Poucas pessoas que eu conheço , passaram incólumes pela leitura de duas séries de livros que extasiaram os leitores nos anos '80: os "Anedotário da Rua da Praia" e os "Rapa de Tacho". Seus autores, igualmente brilhantes e igualmente advogados, Renato Maciel de Sá Junior e Aparício Silva Rillo, possuíam o dom de colocar o leitor dentro da história e por mais de uma vez já ouvi gente contando àquelas histórias da Porto Alegre antiga ou os "causos" como se fossem próprios, alguns até descaradamente.

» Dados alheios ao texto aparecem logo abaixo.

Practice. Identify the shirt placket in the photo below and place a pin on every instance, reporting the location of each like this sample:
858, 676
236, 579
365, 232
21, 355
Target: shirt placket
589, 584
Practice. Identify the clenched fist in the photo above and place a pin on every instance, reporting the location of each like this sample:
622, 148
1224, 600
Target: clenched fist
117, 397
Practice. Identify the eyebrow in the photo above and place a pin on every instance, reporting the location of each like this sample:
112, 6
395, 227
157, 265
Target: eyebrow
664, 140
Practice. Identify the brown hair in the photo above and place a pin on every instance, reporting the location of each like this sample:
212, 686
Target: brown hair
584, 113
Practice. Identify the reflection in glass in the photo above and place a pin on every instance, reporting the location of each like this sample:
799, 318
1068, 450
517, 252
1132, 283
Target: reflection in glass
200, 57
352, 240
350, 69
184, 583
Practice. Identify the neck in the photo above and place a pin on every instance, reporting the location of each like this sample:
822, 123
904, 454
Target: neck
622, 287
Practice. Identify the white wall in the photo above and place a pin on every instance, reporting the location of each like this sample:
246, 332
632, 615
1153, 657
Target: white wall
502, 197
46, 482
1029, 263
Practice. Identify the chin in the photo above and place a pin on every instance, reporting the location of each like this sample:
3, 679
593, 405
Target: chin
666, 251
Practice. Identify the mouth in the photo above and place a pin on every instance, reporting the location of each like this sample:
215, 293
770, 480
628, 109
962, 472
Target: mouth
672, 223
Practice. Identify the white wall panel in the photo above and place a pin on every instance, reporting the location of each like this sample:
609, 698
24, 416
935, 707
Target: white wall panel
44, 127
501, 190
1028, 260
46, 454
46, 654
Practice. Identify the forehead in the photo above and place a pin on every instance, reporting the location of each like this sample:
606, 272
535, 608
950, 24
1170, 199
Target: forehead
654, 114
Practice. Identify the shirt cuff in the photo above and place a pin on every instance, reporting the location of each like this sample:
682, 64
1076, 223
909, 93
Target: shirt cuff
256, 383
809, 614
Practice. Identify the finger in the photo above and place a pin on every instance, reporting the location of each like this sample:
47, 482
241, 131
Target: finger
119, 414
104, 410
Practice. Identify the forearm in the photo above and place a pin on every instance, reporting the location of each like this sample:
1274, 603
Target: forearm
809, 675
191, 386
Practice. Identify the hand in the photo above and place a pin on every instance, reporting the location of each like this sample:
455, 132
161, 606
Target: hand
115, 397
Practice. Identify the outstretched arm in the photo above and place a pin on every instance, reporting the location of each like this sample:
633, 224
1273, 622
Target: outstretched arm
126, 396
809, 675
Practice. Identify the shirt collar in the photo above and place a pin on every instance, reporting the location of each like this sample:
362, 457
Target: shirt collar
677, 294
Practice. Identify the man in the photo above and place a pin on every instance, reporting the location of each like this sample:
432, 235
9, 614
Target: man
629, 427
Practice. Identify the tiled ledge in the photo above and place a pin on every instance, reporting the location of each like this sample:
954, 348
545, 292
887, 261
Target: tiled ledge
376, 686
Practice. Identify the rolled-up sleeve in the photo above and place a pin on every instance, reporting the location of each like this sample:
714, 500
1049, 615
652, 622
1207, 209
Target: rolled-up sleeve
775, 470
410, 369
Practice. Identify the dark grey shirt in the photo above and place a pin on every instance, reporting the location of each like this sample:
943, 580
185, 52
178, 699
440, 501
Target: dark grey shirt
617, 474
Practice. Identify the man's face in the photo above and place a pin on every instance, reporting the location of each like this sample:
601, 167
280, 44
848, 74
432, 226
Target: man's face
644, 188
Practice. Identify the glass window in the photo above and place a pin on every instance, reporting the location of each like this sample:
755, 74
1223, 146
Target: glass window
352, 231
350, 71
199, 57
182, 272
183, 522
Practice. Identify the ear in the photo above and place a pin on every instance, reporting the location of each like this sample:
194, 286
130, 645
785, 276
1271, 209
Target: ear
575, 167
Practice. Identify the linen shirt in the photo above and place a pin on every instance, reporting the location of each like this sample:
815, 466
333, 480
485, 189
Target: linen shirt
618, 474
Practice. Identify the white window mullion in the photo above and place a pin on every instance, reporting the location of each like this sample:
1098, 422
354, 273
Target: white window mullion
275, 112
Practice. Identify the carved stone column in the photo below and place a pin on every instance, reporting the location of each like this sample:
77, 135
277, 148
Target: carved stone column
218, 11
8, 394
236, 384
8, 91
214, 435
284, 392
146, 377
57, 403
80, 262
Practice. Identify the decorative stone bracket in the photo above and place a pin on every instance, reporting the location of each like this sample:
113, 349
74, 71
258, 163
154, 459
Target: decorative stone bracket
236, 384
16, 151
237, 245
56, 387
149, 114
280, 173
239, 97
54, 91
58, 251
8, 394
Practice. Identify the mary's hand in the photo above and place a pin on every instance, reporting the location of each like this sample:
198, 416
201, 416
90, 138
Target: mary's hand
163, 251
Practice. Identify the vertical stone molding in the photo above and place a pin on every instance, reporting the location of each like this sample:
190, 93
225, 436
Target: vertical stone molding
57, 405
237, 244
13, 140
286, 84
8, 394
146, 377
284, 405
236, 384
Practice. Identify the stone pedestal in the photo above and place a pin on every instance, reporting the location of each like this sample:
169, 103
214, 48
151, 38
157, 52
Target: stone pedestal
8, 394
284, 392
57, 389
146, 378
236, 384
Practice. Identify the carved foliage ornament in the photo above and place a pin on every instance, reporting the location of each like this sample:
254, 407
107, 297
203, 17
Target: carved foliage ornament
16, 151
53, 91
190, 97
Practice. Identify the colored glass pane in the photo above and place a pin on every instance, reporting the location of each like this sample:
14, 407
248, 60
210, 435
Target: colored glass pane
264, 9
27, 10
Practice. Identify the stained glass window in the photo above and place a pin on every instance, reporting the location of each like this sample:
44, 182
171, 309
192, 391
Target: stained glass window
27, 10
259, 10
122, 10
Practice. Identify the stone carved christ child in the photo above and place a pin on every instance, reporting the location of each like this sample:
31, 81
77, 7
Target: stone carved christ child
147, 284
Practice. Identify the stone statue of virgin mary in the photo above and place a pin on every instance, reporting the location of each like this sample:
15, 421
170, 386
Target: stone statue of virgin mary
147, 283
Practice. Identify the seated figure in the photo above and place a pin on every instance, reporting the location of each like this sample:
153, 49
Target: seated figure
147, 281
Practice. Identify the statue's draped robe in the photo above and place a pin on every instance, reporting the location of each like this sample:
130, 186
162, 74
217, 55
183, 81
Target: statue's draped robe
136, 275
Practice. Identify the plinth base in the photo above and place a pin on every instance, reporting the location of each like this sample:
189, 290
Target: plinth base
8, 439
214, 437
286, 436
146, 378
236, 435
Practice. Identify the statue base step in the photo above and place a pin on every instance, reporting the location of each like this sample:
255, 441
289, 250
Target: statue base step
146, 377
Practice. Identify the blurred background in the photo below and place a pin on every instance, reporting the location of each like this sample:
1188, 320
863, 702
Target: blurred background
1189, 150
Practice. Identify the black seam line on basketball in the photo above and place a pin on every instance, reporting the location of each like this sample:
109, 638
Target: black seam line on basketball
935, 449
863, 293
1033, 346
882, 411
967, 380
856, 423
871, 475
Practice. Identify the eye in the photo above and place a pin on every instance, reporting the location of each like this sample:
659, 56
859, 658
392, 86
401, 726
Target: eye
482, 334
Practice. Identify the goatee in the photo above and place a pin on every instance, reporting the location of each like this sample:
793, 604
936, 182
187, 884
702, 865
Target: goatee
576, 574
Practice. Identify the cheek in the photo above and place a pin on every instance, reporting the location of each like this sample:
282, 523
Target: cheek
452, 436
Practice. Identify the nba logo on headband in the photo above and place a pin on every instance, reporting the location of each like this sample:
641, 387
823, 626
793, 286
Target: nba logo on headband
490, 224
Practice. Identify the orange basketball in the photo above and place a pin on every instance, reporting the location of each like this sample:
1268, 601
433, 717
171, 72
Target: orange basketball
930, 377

O "Anedotário" foi um trabalho de exaustiva garimpagem em que o Renato Maciel ouviu centenas, talvez milhares de histórias, tanto que fez constar em seus agradecimentos, muitas e muitas pessoas com quem teve a oportunidade de recolher os deliciosos relatos daquela Porto Alegre. Já o Rillo, pelo que consta, registrava os causos "de cabeça" e depois os "passava a limpo", quando chegaram a um bom número , resolveu que era hora de publicá-los.
Imagino ambos, lá no rincão do Pai Eterno, contando suas histórias numa roda de amigos não menor que um Maracanã lotado, fazendo a alegria da eternidade.
E por aí me vou, entre balcões de cartório e salas de audiência, corredores de Tribunais e escritórios, recolhendo da trama diária os momentos que nos fazem rir.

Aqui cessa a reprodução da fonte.